O resto fez figura de acessório, de
curiosidade exótica: o dueto de tablas e bateria, o desempenho, tão obsessivo
quanto assustador, de Patrick Molard, num excerto de música "pibroch"
(a mais nobre escrita para a gaita-de-foles escocesa) nas "Highland
pipes", a contar a história de um gaiteiro escocês, Patrick-qualquer-coisa
que, para vingar o seu irmão, incendiou uma povoação inteira massacrando os
seus habitantes. Felizmente para Sines, o outro Patrick, Molard, estava bem
disposto e não deu mostras de querer vingar o seu irmão Jacky...
Só no final, depois de uma
introdução "free", a música tradicional da Bretanha deu um ar da sua
graça, num "Dans plinn" que pôs enfim a dialogar a bombarda e o
"biniou-kohz" (gaita-de-foles bretã). Mas teve pouco de
"tribal", e muito menos de "bal", a música desta formação
herdeira, em formato erudito, de grupos como Gwerz, Archetype ou Den, qualquer
deles armado de um ou outro dos irmãos Molard.
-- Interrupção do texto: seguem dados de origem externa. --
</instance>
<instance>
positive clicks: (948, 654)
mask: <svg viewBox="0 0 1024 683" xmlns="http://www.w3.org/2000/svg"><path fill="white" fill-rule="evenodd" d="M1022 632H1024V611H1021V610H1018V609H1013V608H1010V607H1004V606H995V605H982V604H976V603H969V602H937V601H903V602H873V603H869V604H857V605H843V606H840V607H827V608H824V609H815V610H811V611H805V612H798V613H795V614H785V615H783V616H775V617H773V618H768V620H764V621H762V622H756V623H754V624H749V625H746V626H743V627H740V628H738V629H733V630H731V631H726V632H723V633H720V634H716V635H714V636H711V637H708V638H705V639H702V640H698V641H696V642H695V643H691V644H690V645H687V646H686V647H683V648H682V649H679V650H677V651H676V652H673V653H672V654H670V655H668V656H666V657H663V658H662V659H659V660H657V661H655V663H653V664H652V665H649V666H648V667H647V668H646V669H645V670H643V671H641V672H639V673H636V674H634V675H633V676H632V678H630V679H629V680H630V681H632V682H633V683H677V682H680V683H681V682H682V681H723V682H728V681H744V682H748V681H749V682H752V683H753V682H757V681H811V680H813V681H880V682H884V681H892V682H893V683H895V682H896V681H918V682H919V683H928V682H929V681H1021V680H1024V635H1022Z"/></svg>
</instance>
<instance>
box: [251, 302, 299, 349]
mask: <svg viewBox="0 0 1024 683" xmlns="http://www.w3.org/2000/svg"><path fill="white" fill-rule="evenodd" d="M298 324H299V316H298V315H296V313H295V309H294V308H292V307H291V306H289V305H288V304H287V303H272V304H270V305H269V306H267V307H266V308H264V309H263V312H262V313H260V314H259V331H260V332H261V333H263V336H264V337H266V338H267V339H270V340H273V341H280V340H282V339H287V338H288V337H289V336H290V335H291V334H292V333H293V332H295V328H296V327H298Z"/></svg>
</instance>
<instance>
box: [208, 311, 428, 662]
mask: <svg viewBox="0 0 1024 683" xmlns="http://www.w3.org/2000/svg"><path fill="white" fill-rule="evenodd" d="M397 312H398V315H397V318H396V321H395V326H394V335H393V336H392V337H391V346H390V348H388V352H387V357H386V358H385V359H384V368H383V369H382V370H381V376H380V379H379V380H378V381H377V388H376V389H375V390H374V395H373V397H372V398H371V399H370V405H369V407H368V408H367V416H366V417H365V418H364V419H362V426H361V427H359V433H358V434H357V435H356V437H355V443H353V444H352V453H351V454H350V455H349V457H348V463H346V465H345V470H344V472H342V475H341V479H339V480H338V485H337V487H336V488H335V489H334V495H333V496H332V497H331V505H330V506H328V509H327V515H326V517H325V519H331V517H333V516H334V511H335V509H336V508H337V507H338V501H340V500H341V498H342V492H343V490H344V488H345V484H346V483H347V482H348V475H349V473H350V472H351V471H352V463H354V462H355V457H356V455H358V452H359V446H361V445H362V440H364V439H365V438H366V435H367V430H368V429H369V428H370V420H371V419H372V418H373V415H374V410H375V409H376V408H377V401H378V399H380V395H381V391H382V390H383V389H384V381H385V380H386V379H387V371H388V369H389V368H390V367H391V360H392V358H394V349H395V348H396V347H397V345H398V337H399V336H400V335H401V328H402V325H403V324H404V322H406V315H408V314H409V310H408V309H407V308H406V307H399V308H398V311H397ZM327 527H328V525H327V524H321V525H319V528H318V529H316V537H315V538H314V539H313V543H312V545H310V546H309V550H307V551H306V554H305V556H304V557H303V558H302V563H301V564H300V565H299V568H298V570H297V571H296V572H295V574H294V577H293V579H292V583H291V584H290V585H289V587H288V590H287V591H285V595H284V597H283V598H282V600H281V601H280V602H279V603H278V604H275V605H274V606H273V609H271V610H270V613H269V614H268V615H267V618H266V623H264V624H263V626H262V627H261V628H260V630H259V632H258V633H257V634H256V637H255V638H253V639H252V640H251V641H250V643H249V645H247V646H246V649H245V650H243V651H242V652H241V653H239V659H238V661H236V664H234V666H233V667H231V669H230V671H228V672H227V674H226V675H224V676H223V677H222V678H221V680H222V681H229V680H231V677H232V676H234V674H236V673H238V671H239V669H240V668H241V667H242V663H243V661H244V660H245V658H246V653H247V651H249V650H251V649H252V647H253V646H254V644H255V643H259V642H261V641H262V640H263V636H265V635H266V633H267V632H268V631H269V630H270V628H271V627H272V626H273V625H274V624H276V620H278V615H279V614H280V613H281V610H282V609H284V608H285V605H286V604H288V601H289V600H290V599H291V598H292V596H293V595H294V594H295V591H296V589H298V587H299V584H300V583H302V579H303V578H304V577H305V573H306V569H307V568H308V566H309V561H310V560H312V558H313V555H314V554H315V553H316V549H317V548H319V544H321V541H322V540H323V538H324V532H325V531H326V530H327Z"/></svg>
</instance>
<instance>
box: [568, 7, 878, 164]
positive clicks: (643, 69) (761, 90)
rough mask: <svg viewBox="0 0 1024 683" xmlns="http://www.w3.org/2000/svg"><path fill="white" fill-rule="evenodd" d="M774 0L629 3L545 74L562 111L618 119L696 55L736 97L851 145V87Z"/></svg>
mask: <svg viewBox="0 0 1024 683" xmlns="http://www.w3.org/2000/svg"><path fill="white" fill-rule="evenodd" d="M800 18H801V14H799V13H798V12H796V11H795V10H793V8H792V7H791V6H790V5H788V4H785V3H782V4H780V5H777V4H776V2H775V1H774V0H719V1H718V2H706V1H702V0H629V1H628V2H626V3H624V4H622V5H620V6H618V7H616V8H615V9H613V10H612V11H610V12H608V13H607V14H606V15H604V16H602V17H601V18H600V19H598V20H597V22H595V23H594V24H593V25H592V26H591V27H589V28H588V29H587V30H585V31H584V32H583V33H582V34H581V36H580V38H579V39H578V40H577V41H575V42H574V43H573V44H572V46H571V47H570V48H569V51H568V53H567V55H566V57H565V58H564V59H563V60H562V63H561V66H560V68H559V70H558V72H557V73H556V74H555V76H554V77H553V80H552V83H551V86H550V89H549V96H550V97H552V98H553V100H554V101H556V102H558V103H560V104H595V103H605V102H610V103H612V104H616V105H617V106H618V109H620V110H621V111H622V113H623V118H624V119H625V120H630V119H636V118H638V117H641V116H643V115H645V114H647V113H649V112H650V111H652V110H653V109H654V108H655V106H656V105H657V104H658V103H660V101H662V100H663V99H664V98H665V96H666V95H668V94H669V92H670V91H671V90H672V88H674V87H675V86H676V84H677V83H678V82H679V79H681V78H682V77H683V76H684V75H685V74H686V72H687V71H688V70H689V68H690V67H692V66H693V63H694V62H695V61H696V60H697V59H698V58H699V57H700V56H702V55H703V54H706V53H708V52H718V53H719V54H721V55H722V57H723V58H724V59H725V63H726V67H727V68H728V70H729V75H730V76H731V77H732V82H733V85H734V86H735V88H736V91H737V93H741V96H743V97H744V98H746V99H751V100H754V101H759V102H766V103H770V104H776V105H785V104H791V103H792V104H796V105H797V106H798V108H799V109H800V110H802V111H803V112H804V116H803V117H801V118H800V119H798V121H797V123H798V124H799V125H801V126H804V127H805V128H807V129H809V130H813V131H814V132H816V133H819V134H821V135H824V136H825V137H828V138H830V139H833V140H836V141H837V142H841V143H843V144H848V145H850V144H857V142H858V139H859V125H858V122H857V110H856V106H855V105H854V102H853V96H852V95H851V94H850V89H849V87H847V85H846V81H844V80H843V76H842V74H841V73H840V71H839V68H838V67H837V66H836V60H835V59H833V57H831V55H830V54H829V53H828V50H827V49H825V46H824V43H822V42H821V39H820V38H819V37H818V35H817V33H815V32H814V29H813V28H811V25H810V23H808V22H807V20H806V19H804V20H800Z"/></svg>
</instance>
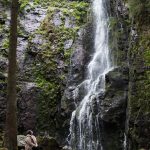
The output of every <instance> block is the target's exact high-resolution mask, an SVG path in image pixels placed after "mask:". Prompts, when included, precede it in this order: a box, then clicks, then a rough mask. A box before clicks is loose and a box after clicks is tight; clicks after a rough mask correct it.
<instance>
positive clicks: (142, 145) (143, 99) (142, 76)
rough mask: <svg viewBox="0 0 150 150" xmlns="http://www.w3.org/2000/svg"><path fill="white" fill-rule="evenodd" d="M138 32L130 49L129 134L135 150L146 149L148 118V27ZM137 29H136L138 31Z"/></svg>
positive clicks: (148, 63) (149, 40)
mask: <svg viewBox="0 0 150 150" xmlns="http://www.w3.org/2000/svg"><path fill="white" fill-rule="evenodd" d="M139 28H140V30H139V32H138V35H139V38H138V41H136V42H135V43H133V44H132V47H131V49H130V55H129V56H130V75H129V76H130V84H129V85H130V86H129V110H130V111H129V115H130V124H129V125H130V126H129V134H130V136H131V137H132V141H133V145H135V146H136V147H135V149H140V148H141V147H143V148H144V147H146V145H147V144H148V143H149V142H148V141H147V138H146V136H147V134H148V128H149V127H148V126H147V124H148V123H149V119H148V118H149V117H150V107H149V106H150V99H149V98H150V92H149V89H150V71H149V69H146V68H147V67H149V66H150V53H149V51H150V47H149V45H150V44H149V41H150V34H149V31H150V30H149V27H146V28H145V29H144V30H141V27H139ZM139 28H138V29H139ZM141 122H142V124H141Z"/></svg>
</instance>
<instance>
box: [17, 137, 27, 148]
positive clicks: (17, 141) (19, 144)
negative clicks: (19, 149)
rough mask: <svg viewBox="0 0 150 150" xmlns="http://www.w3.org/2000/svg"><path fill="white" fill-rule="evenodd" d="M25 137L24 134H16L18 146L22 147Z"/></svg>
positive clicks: (24, 140)
mask: <svg viewBox="0 0 150 150" xmlns="http://www.w3.org/2000/svg"><path fill="white" fill-rule="evenodd" d="M25 138H26V136H25V135H17V144H18V147H24V145H25Z"/></svg>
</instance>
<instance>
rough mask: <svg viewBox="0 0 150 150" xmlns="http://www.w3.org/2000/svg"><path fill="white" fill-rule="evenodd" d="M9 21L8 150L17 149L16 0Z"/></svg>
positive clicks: (16, 29) (7, 127) (7, 138)
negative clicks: (16, 110)
mask: <svg viewBox="0 0 150 150" xmlns="http://www.w3.org/2000/svg"><path fill="white" fill-rule="evenodd" d="M11 2H12V4H11V23H10V40H9V58H8V59H9V66H8V85H7V86H8V89H7V113H6V140H5V141H6V142H7V143H6V146H7V148H8V150H17V115H16V49H17V15H18V0H12V1H11Z"/></svg>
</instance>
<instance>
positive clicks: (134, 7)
mask: <svg viewBox="0 0 150 150" xmlns="http://www.w3.org/2000/svg"><path fill="white" fill-rule="evenodd" d="M128 1H129V10H130V17H131V18H134V20H135V22H138V23H140V24H141V25H142V24H143V23H146V24H147V23H150V9H149V8H150V1H149V0H128Z"/></svg>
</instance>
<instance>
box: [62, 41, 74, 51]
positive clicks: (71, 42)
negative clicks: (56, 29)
mask: <svg viewBox="0 0 150 150" xmlns="http://www.w3.org/2000/svg"><path fill="white" fill-rule="evenodd" d="M72 44H73V40H72V39H70V40H67V41H65V42H64V49H65V50H67V49H69V48H71V46H72Z"/></svg>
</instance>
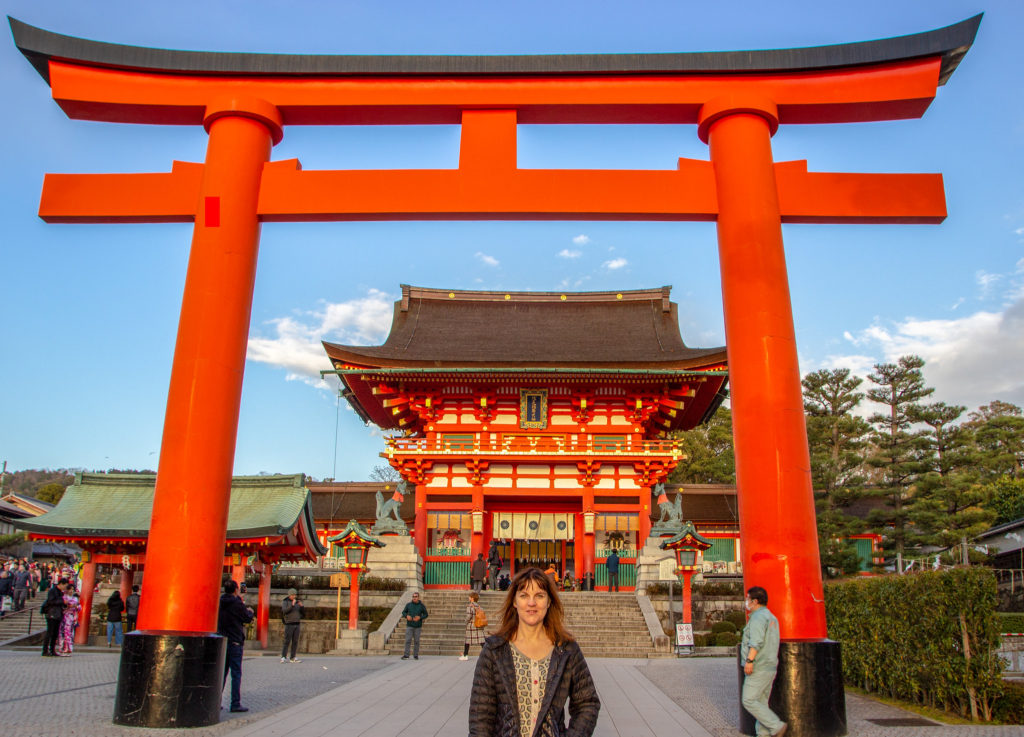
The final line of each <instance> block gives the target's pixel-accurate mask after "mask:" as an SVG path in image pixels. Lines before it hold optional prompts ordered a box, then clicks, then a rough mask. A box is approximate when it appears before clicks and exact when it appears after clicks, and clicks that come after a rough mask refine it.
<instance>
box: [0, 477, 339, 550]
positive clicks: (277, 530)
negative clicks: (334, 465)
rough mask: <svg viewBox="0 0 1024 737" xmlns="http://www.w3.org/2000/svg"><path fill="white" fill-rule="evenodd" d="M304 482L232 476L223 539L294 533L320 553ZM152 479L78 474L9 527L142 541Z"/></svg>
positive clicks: (147, 517)
mask: <svg viewBox="0 0 1024 737" xmlns="http://www.w3.org/2000/svg"><path fill="white" fill-rule="evenodd" d="M305 479H306V477H305V475H304V474H273V475H268V476H234V477H232V478H231V500H230V507H229V509H228V515H227V539H228V540H231V539H246V538H250V537H264V536H281V535H286V534H290V533H292V532H293V531H294V532H295V533H296V535H297V537H298V538H299V539H302V540H303V543H304V545H305V546H306V547H307V550H308V552H309V553H310V554H311V555H313V556H316V555H324V554H325V553H326V552H327V549H326V548H324V546H323V545H321V543H319V540H318V539H317V537H316V535H315V528H314V526H313V514H312V502H311V495H310V493H309V490H308V489H307V488H306V485H305ZM156 481H157V476H156V475H155V474H102V473H78V474H76V476H75V483H74V484H72V485H71V486H69V487H68V490H67V491H66V492H65V495H63V496H62V497H61V500H60V502H59V503H58V504H57V506H56V507H55V508H54V509H53V510H52V511H50V512H47V513H46V514H44V515H40V516H39V517H33V518H32V519H26V520H17V521H16V522H14V525H15V526H16V527H18V528H20V529H24V530H27V531H29V532H32V533H35V534H37V535H41V536H55V537H81V538H86V537H119V538H122V537H138V538H144V537H146V536H148V532H150V522H151V519H150V518H151V513H152V509H153V494H154V492H155V490H156Z"/></svg>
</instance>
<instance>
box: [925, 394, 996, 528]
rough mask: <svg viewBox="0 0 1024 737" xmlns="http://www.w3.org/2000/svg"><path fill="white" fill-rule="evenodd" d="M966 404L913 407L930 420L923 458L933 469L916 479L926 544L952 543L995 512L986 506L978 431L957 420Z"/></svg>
mask: <svg viewBox="0 0 1024 737" xmlns="http://www.w3.org/2000/svg"><path fill="white" fill-rule="evenodd" d="M966 410H967V407H964V406H956V405H950V404H946V403H945V402H936V403H934V404H928V405H923V406H919V407H915V408H914V409H913V410H912V411H911V413H910V416H911V417H912V419H913V420H915V421H916V422H919V423H922V424H924V425H927V426H928V430H926V431H925V437H927V439H928V446H927V447H925V454H924V456H923V460H924V461H925V462H926V463H927V464H928V465H929V469H928V471H927V472H926V473H924V474H923V475H922V476H921V478H920V479H919V481H918V484H916V489H915V501H914V505H913V507H914V509H913V511H912V514H911V518H912V519H913V521H914V523H915V524H916V525H918V527H919V528H920V529H921V530H922V533H923V534H922V537H921V541H922V543H924V544H926V545H931V546H937V547H940V548H952V547H953V546H956V545H959V544H961V543H962V541H963V540H964V539H966V538H971V537H974V536H975V535H978V534H980V533H982V532H984V531H985V530H986V529H987V528H988V526H989V525H990V524H991V523H992V520H993V519H994V518H995V515H994V514H993V513H992V512H990V511H989V510H987V509H985V508H984V507H983V506H982V505H983V503H984V502H985V500H986V496H987V494H986V491H985V489H984V487H983V486H982V483H981V480H980V474H979V473H978V470H977V468H978V452H977V450H976V447H975V443H974V437H973V435H974V434H973V432H972V430H971V428H970V427H968V426H966V425H957V424H956V422H957V421H958V420H959V418H961V416H962V415H963V414H964V413H965V411H966Z"/></svg>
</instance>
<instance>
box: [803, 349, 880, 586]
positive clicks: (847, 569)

Quando terminaram, já a maior
parte das cadeiras se encontrava vazia...
O festival Músicas do Mundo, depois
dos concertos de ontem com Carmen Linares e Taraf de Haidouks, termina esta
noite com atuações de Andrea Marquee, David Murray com The World Saxophone
Quartet e Black Uhuru com Sly & Robbie.